Peak renewables bodies are looking to mount a campaign to highlight the troubling implications of ERM Energy’s decision to pay shortfall penalties rather than purchase and surrender the certificates for which it is liable under the Renewable Energy Target (RET).
While ERM maintains it is meeting its formal obligations, critics counter that it is acting against the spirit and intent of the legislation and fear that other electricity retailers may follow suit.
ERM’s decision, announced on Tuesday, to pay a $123 million penalty rather than surrender its required number of large scale renewable (LGC) certificates is looming as a major challenge to the Renewable Energy Target and enabling legislation.
ERM predicts that RET compliance levels from electricity retailers may fall from the current and previous levels of 99%, to something like 80% this year, indicating that other retailers are looking to follow suit and pay penalties rather than acquire LGCs.
In short, it is looking increasingly apparent that due to unintended consequences of RET legislation, money meant to go towards renewable energy projects will instead go directly into government coffers, in the form of penalty payments.
“This is a litmus test, it’s a setup,” says the Australian Solar Council’s John Grimes. “I talked in detail at the time of the efforts of the Abbott Government to abolish to the RET that this issue was the ‘Cuckoo egg’ in the nest and the trigger for the government to re-litigate and abolish the RET entirely.”
Grimes says that as a likely shortage of large scale renewable projects and then LGCs – the result of the Abbott government’s “disruption” of the RET and sector – has directly lead to the decision by ERM and others to make penalty payments.
“The [federal] government can then say that this is an expensive scheme, that it costs money but doesn’t deliver renewable energy,” says Grimes.
The ASC says that it plans to “shine a spotlight on the commercial entities looking to skirt their obligations under the RET legislation.”
Grimes notes that as ERM serves commercial customers, it does not have a large residential customer base that could potentially make a switch of retailer on the basis of this week’s decision. The company is the fourth biggest retailer and the second biggest provider of electricity to the business sector.
The ASC has named the ANZ Bank as a major ERM Energy client and is looking to build a larger list of customers on which to put pressure.
The Clean Energy Council also notes that big customers of ERM Power include the New South Wales and Queensland Governments.
“These governments and other customers should be asking why ERM has made a decision not to meet their obligations or support renewable energy projects which will deliver major economic benefits to regional parts of Queensland and New South Wales,” said the CEC’s Kane Thornton, in a statement.
Clean Energy Regulator chairwoman Chloe Munro said it viewed the “intentional failure” to surrender certificates “as a failure to comply with the spirit of the law and an undermining of the objectives of the scheme.” She said the money would be better spent as an investment in a growing industry rather than a financial penalty that has no return.
ERM claimed that it is not trying to undermine the RET, and insists it is in “full compliance” with the legislation. A spokesman for ERM said that the company was disappointed at some of the reactions to yesterday’s announcement, saying that the company could potentially make up for LGC shortfalls over a three-year period.

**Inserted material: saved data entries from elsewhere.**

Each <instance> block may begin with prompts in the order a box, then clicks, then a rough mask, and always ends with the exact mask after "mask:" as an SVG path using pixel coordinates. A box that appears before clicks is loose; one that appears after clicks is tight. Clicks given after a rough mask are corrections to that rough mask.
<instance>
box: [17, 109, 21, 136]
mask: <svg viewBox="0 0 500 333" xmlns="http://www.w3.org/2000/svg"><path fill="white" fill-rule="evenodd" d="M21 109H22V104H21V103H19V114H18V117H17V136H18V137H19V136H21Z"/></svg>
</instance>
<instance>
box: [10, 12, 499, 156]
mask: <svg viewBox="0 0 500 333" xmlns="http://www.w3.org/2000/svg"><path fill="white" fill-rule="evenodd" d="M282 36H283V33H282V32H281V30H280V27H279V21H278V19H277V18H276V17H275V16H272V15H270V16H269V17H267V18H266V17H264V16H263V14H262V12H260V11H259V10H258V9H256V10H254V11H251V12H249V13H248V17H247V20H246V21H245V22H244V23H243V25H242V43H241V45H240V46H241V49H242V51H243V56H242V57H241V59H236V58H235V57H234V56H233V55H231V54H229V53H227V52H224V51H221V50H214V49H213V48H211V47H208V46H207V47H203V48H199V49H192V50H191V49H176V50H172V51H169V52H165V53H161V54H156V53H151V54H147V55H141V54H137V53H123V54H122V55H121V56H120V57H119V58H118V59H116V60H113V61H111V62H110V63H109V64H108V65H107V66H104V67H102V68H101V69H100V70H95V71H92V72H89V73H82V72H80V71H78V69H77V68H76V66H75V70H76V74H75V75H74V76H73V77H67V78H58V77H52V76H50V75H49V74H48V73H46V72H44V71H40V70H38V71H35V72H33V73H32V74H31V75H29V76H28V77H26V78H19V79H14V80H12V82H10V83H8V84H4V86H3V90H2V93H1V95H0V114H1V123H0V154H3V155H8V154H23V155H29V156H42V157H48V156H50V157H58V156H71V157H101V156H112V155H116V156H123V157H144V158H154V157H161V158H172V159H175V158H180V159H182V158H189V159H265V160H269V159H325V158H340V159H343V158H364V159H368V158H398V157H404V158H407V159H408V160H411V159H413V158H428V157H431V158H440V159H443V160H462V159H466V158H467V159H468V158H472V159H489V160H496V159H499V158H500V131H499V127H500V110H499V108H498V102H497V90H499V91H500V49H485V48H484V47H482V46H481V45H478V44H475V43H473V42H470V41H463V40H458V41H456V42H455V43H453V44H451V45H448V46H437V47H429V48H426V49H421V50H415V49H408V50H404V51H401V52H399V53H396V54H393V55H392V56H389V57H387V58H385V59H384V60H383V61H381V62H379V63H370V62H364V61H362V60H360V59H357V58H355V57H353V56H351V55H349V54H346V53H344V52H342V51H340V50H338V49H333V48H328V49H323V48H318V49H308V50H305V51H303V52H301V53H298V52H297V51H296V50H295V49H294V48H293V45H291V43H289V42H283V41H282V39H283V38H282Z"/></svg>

In a written statement, the company continued: “The scheme is designed with flexibility in mind. For the small-scale component of the RET, the Clean Energy Regulator can create and issue renewable certificates (via their clearing house) in advance of any renewable installation activities occurring (this has been the case for a number of months).
“The deficit held by the clearing house can be extinguished when installations occur in the future. Similar flexibility is afforded for large scale certificates, where entities can pay a shortfall charge today, and recover those payments by remitting LGCs up to three years in the future.”
ERM response to questions as to why it has not, to date, signed PPAs with renewable developers, is to say that there is often a “misfit” between customer demands for two and three-year supply contracts and the five-to-ten year off-take agreements required of the wind and solar developers.
It says that the flexibility built into the system, under which it has opted to make the penalty payment for its 2016 obligations, helps bridge this gap.
ERM says it has developed six low-emission gas-fired power plants, but insists it is looking to develop battery storage, and potentially wind and solar projects for its larger commercial customers. It provided no further details of those projects.